O caso é que tontos, Candide e seu mestre Pangloss ante a sucessão de desventuras e males que os flagelou neste “melhor dos mundos”, sentem-se um hesitante, o outro embaraçado, e resolvem procurar autoridade que lhes devolva o perdido otimismo. – E segue-se então a passagem aludida, que peço vênia para traduzir:
“Havia nas vizinhanças um celebríssimo dervixe, conhecido como melhor filósofo da Turquia. Foram os nossos amigos consultá-lo. Pangloss tomou a palavra:
– Mestre, aqui vimos pedir-lhe que nos explique por que motivo foi criado esse estranhíssimo animal que é o homem.
E dervixe lhe observou:
– Por que te preocupas com isso? É da tua conta?
– Mas, reverendíssimo padre – interferiu Candide, – há excesso de mal neste mundo.
– E que importa, retrucou o dervixe – que exista mal ou que exista bem? Quando sua alteza ordena a um navio que faça uma viagem ao Egito, estará por acaso preocupado com o conforto ou o desconforto dos ratos que vivem a bordo?

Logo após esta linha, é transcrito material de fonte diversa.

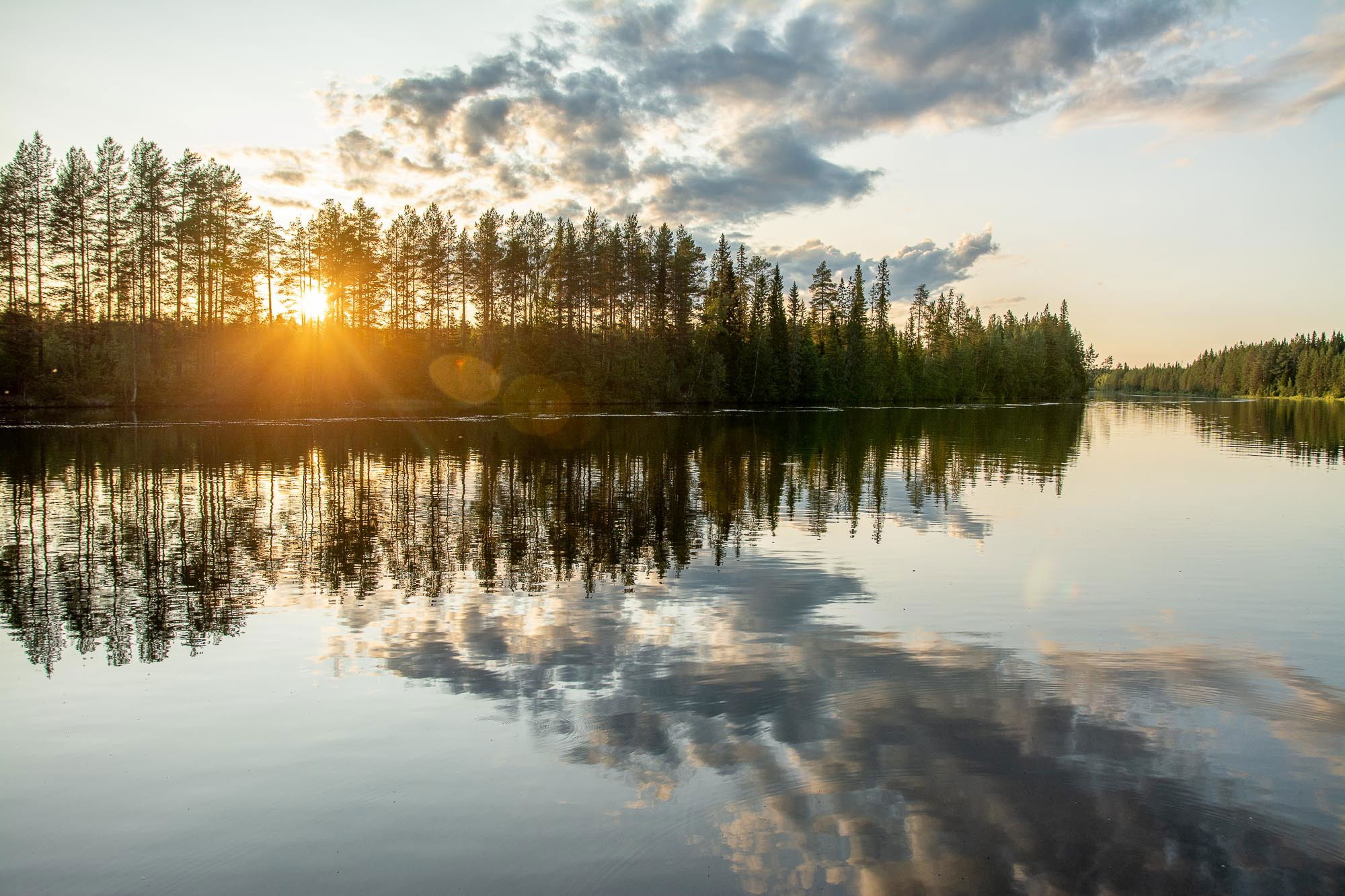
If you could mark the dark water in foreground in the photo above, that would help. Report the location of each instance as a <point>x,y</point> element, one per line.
<point>1034,649</point>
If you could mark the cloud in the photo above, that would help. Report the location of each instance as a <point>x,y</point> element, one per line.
<point>923,263</point>
<point>1191,95</point>
<point>284,202</point>
<point>719,115</point>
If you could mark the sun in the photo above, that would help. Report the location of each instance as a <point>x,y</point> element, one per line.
<point>313,304</point>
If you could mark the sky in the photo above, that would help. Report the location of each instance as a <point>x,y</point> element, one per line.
<point>1174,169</point>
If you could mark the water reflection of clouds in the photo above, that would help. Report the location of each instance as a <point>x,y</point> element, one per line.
<point>614,599</point>
<point>882,763</point>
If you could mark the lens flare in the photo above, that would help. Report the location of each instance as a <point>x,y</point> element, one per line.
<point>466,378</point>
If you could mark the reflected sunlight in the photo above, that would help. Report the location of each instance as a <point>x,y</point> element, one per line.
<point>313,304</point>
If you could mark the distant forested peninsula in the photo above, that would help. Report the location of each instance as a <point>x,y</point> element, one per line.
<point>131,279</point>
<point>1311,366</point>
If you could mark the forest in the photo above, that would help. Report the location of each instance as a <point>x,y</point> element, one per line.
<point>1311,366</point>
<point>131,279</point>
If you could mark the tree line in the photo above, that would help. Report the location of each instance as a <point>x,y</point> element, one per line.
<point>1308,366</point>
<point>135,278</point>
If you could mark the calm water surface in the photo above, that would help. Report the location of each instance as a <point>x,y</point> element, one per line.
<point>1066,649</point>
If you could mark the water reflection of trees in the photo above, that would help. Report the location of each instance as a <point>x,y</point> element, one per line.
<point>1305,431</point>
<point>875,763</point>
<point>143,537</point>
<point>857,760</point>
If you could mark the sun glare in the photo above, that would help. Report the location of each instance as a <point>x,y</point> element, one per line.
<point>313,304</point>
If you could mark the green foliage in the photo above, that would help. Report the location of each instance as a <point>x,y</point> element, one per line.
<point>132,279</point>
<point>1307,366</point>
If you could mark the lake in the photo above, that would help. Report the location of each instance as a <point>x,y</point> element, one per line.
<point>1051,649</point>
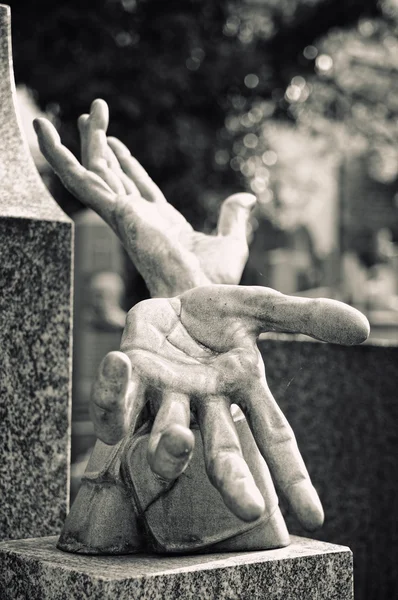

– E então, que devemos fazer? – indagou Pangloss.
– Calar a boca, – foi a resposta do dervixe.
Mas Pangloss insistiu:
– Aí, e eu que me regozijava a pensar que iria discorrer um pouco com vossa reverendíssima a respeito dos efeitos e das causas, a respeito do melhor dos mundos, de origem do mal, da natureza da alma e da harmonia preestabelecida!
Escutando aquelas palavras, o dervixe deu-lhe com a porta no nariz.”
*
Grandes, humildes palavras. Realmente, que pode importar ao dono do navio, se os ratos de bordo passam mal ou passam bem? E que outra coisa conseguem os Pangloss deste mundo, (ou os Hamlet, que são Pangloss pelo avesso) senão levarem eternamente com a porta no nariz? Indagam, indagam, e sempre levando portas à cara, até que levam com a porta do túmulo, a qual lhes encerra as indagações.